[Date Prev][Date Next][Thread Prev][Thread Next][Date Index][Thread Index]

[Xen-devel] [PATCH] x86/mm: Eliminate global lock in mem sharing code



 xen/arch/x86/mm.c             |   16 +++-
 xen/arch/x86/mm/mem_sharing.c |  169 ++++++++++++++++++++++++++++++++++++-----
 xen/arch/x86/mm/mm-locks.h    |    6 +-
 xen/include/asm-x86/mm.h      |    2 +-
 4 files changed, 163 insertions(+), 30 deletions(-)

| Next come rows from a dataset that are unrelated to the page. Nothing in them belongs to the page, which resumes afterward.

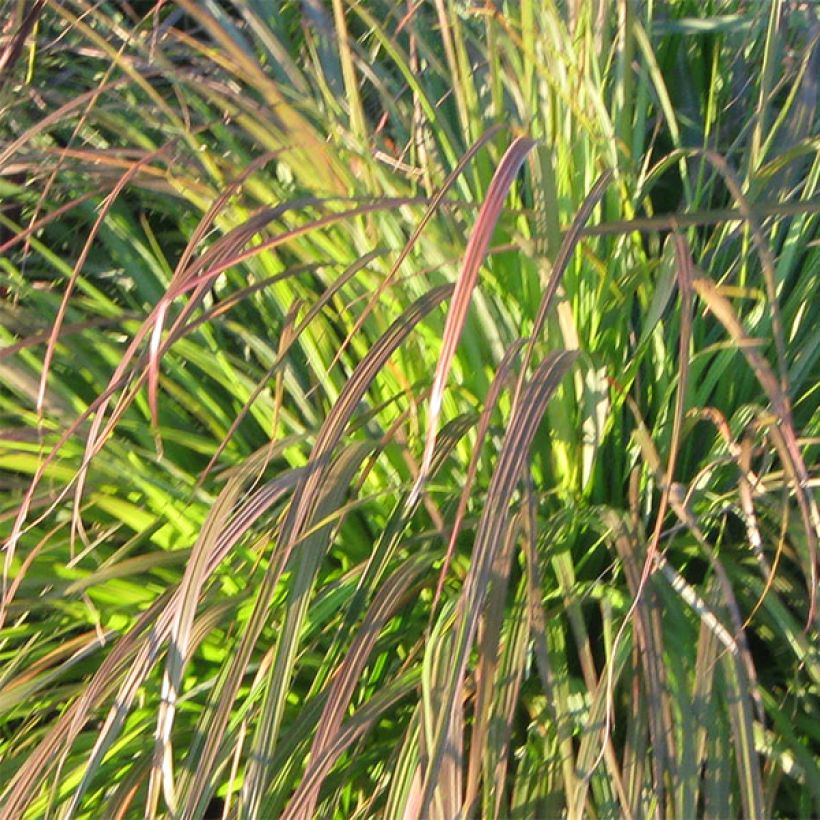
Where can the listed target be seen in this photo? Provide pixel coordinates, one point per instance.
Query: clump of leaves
(407, 409)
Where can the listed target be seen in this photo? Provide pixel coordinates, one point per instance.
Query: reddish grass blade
(512, 458)
(391, 595)
(434, 204)
(499, 379)
(305, 497)
(134, 654)
(473, 257)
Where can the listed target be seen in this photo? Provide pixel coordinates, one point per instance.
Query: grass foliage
(409, 409)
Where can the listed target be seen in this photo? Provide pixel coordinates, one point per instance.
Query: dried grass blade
(304, 501)
(517, 440)
(782, 434)
(473, 257)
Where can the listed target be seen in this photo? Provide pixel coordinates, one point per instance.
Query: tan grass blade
(305, 496)
(392, 593)
(782, 434)
(474, 255)
(514, 451)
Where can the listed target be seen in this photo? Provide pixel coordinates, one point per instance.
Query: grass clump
(408, 410)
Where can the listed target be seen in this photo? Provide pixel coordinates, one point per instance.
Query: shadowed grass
(408, 409)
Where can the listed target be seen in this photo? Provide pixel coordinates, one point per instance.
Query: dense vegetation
(409, 409)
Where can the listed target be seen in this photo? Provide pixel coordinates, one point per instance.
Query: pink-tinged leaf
(514, 451)
(474, 255)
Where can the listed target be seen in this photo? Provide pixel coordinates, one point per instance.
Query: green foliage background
(408, 410)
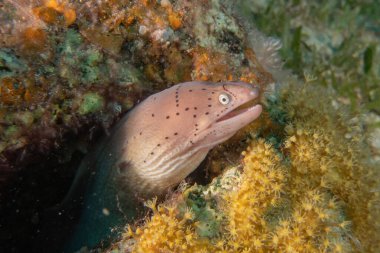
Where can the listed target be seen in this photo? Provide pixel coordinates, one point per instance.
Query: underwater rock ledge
(308, 184)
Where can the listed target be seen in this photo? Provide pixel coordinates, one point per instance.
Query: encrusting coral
(55, 52)
(307, 185)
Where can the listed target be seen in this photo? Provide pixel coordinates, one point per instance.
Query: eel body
(153, 148)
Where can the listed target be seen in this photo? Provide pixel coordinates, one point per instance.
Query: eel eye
(224, 99)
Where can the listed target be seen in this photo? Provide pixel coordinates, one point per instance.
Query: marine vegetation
(306, 183)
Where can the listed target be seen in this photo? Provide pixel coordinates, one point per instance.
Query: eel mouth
(240, 110)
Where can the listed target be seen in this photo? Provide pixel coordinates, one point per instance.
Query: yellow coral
(165, 232)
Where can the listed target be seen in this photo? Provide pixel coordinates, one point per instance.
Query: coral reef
(72, 64)
(307, 185)
(70, 69)
(318, 45)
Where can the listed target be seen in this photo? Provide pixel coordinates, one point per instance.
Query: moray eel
(153, 148)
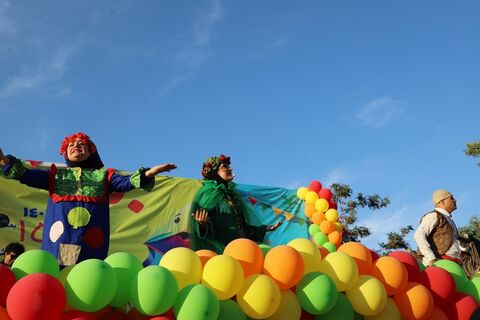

With the removal of the hash table, all that is needed now is locking
of individual shared pages, as new (gfn,domain) pairs are removed or
added from the list of mappings.

The global lock remains for the benefit of the auditing code, and is
thus enabled only as a compile-time option.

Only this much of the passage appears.